4.There are numerous violations of the Animal Welfare Act without repercussions. Numerous undercover investigations, such as those conducted by PETA, expose the blatant disregard for and violations of the Animal Welfare Act. One of the most offensive violations of the AWA was reported by Marc Bekoff  in his book The Emotional Lives of Animals. Bekoff writes that Matt Rossell went undercover at the Oregon Regional Primate Research Center (ORPRC) to investigate allegations that ORPRC was in violation of the AWA. He documented that a thousand of monkeys were living in tiny, filthy cages, which were approximately four feet square. He also observed “electro-ejaculation,’” which involved strapping an unanesthetized adult monkey into a restraining chair, wrapping two metal bands around the base of his penis, and applying an electrical charge to cause ejaculation. The purpose of electro-ejaculation is, of course, to obtain semen. One monkey, named Jaws, underwent 241 electro-ejaculations.

illegal experiments

When OLAW confirms these allegations, OLAW does not take any action. Rather, OLAW permits the facility to self-police itself and to report back to OLAW when they have corrected the breach of compliance. OLAW does not even necessarily follow-up with an inspection. In fact, the Physicians Committee for Responsible Medicine reports that a number of Ivy League schools continually violate the AWA, yet they continue to receive NIH research funding.
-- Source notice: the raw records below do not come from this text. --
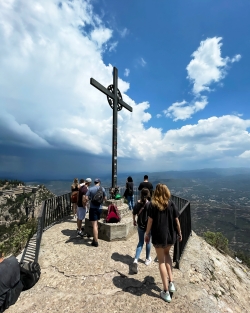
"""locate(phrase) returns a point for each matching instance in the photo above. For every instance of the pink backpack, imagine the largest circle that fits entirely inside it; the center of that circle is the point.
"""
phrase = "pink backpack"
(113, 215)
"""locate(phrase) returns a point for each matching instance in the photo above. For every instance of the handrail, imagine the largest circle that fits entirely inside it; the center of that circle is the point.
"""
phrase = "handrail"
(54, 209)
(186, 229)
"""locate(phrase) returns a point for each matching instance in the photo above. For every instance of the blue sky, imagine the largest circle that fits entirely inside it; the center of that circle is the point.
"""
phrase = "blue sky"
(183, 66)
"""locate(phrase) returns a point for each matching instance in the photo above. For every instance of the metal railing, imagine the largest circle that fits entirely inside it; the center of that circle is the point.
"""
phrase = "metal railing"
(55, 209)
(52, 211)
(186, 227)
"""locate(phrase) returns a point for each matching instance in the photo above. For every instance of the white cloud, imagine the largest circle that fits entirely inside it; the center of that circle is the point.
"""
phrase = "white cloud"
(113, 46)
(142, 62)
(245, 155)
(236, 58)
(47, 101)
(124, 32)
(126, 72)
(207, 65)
(183, 110)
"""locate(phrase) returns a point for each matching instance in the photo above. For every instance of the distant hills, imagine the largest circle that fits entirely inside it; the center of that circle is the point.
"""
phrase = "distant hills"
(138, 176)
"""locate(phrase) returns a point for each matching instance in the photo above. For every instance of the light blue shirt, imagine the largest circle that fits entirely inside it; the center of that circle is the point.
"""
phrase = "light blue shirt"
(91, 192)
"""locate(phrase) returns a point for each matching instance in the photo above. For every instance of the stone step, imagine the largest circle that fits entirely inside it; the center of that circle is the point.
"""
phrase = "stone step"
(112, 231)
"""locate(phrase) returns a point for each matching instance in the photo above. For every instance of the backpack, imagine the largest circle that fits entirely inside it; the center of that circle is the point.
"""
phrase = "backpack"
(11, 296)
(113, 215)
(74, 197)
(29, 274)
(98, 197)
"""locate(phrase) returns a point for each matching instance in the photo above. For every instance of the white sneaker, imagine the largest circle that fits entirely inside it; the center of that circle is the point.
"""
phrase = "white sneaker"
(148, 261)
(171, 287)
(165, 296)
(135, 266)
(80, 233)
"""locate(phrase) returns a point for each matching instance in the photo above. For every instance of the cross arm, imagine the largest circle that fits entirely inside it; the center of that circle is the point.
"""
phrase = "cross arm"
(100, 87)
(94, 83)
(125, 105)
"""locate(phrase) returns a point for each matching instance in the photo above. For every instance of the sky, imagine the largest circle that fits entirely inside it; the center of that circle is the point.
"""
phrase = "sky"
(183, 67)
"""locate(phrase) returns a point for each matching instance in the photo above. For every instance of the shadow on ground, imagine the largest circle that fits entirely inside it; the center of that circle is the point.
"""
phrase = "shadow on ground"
(136, 287)
(75, 238)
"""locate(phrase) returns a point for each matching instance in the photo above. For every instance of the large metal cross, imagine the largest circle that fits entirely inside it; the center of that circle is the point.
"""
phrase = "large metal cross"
(116, 103)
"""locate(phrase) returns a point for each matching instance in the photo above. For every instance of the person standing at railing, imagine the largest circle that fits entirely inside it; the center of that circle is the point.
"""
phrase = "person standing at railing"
(82, 204)
(163, 222)
(74, 193)
(129, 192)
(96, 195)
(141, 211)
(146, 184)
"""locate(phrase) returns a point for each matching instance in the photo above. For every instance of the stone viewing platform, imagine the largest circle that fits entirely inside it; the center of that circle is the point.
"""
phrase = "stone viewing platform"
(77, 277)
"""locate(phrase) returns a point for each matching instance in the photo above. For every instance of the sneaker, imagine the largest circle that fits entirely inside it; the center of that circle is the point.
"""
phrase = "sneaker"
(171, 287)
(165, 296)
(80, 233)
(135, 267)
(148, 261)
(94, 243)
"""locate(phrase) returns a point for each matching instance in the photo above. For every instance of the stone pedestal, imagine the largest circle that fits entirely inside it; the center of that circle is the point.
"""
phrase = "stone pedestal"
(113, 231)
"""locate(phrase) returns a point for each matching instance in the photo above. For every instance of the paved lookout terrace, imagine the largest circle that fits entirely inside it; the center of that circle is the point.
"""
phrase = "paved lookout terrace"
(77, 277)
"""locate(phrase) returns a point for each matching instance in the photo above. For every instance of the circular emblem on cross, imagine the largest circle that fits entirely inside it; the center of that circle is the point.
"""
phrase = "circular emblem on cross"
(111, 101)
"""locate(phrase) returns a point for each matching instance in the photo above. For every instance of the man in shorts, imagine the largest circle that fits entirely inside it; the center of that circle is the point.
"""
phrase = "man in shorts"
(95, 209)
(82, 205)
(146, 184)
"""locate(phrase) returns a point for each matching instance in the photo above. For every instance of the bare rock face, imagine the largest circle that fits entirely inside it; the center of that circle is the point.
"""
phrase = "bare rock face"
(77, 277)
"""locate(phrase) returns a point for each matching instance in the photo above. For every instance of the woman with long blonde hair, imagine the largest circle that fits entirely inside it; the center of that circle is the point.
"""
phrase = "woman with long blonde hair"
(74, 193)
(163, 222)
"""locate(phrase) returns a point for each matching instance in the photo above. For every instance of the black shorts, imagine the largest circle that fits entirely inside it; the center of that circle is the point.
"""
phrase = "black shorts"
(94, 214)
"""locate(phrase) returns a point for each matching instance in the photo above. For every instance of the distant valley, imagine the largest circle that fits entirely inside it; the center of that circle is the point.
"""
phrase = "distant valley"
(220, 199)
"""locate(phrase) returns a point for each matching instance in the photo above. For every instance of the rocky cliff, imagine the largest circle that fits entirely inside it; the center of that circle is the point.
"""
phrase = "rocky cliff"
(77, 277)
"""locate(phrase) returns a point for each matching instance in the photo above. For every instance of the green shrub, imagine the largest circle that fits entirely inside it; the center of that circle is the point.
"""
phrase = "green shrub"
(19, 236)
(217, 240)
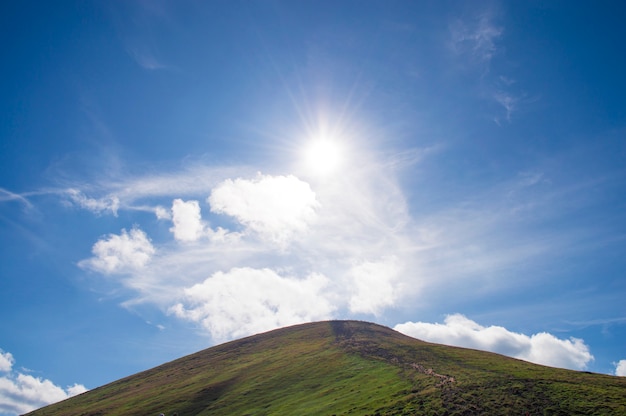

The bottom line: It is incredibly misleading when vivisectionists attempt to “reassure” the public that the nonhuman animals used in research are granted sufficient “protection.” Having some regulation in place does not guarantee that research on nonhuman animals will always be conducted in an even minimally decent way. The systems of “protection” for nonhuman animals is significantly flawed: it is biased toward scientists and it demonstrates a blatant disregard for the 100 million animals who are exploited each year in labs across the United States.